Terrorism Suspected in Ohio State Attack

It’s been 24-hours since 18-year-old Abdul Razak Ali Artan rammed his car into a group of people on Ohio State’s campus before exited his car wielding a butcher knife injuring 11 people, within a minute he was shot dead.

Police have searched through surveillance footage, talked to witnesses and have obtained a search warrant to view the Artan’s residence, but they are still looking for any clues that might provide them with information about the motive behind this violent incident.

A motive police still haven’t struck off the list of possibilities is terrorism.

Artan was described by police as a Somali refugee who fled to Pakistan and then took permanent residence in the United States in 2014. He was a transfer student at Ohio State, with the current fall semester being his first on campus.

In an issue of the Ohio State newspaper, The Lantern, Artan was featured in a group of stories about students on campus. In his interview, he talked of how he didn’t have a specific place to pray.

“I just transferred from Columbus State. We had prayer rooms, like actual rooms where we could go pray because we Muslims have to pray five times a day.” Artan said in the interview. ““I wanted to pray in the open, but I was scared with everything going on in the media.
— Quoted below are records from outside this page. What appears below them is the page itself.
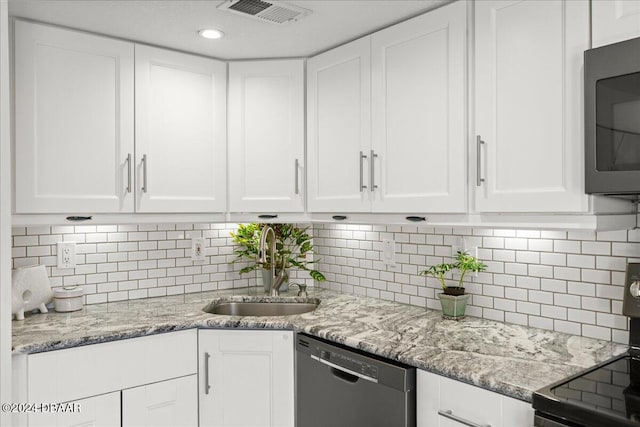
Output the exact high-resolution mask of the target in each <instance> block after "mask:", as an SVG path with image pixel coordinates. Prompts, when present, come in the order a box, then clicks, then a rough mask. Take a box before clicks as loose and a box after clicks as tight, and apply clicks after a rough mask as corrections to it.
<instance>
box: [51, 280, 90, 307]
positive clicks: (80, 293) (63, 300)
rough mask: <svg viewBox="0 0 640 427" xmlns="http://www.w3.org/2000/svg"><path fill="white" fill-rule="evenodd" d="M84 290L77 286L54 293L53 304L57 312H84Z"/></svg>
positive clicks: (74, 286)
mask: <svg viewBox="0 0 640 427" xmlns="http://www.w3.org/2000/svg"><path fill="white" fill-rule="evenodd" d="M83 300H84V290H83V289H82V288H79V287H77V286H74V287H71V288H61V289H56V290H54V291H53V304H54V306H55V309H56V311H60V312H66V311H77V310H82V306H83V305H84V302H83Z"/></svg>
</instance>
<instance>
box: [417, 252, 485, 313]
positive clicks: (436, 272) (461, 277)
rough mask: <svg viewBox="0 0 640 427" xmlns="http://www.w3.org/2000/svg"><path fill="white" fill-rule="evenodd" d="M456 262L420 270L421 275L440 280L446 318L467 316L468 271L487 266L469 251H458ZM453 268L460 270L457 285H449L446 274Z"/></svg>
mask: <svg viewBox="0 0 640 427" xmlns="http://www.w3.org/2000/svg"><path fill="white" fill-rule="evenodd" d="M454 261H455V262H454V263H442V264H437V265H432V266H431V267H429V268H428V269H426V270H423V271H421V272H419V273H418V274H420V275H421V276H431V277H434V278H436V279H438V280H439V281H440V284H441V285H442V293H440V294H438V298H439V299H440V306H441V307H442V317H444V318H445V319H454V320H460V319H463V318H464V317H465V311H466V309H467V301H468V300H469V294H465V289H464V286H463V282H464V278H465V276H466V275H467V273H470V272H471V273H477V272H480V271H484V270H485V269H486V268H487V266H486V265H485V264H483V263H482V262H481V261H478V260H477V259H476V257H474V256H473V255H471V254H469V253H468V252H462V251H458V252H457V253H456V257H455V260H454ZM453 270H458V271H460V277H459V278H458V281H457V283H456V286H447V282H446V277H445V276H446V275H447V274H449V272H451V271H453Z"/></svg>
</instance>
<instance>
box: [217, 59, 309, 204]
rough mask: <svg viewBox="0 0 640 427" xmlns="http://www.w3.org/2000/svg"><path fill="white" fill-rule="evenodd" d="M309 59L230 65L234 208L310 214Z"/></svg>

I’m a Muslim, it’s not what the media portrays me to be. If people look at me, a Muslim praying, I don’t know what they’re going to think, what’s going to happen. But, I don’t blame them. It’s the media that put that picture in their heads so they’re just going to have it and it, it’s going to make them feel uncomfortable. I was kind of scared right now. But I just did it. I relied on God. I went over to the corner and just prayed.”

Police are looking into a Facebook post made by Artan just minutes before his car was seen in surveillance footage driving towards the scene of the crime. The post reads:

“I can’t take it anymore. America! Stop interfering with other countries, especially the Muslim Ummah. We are not weak. We are not weak, remember that.”

The post also mentions the name Anwar Al-Awlaki, a radical American-born al-Queda cleric whose propaganda has been linked to several domestic terrorist attacks. Antar described him as a “hero.”

“If you want us Muslims to stop carrying lone wolf attacks, then make peace,” the post reads. “We will not let you sleep unless you give peace to the Muslims.”

The page the post was found on has now been disabled, but it has given police and investigators a look into what Antar might have been thinking before the car and knife attack.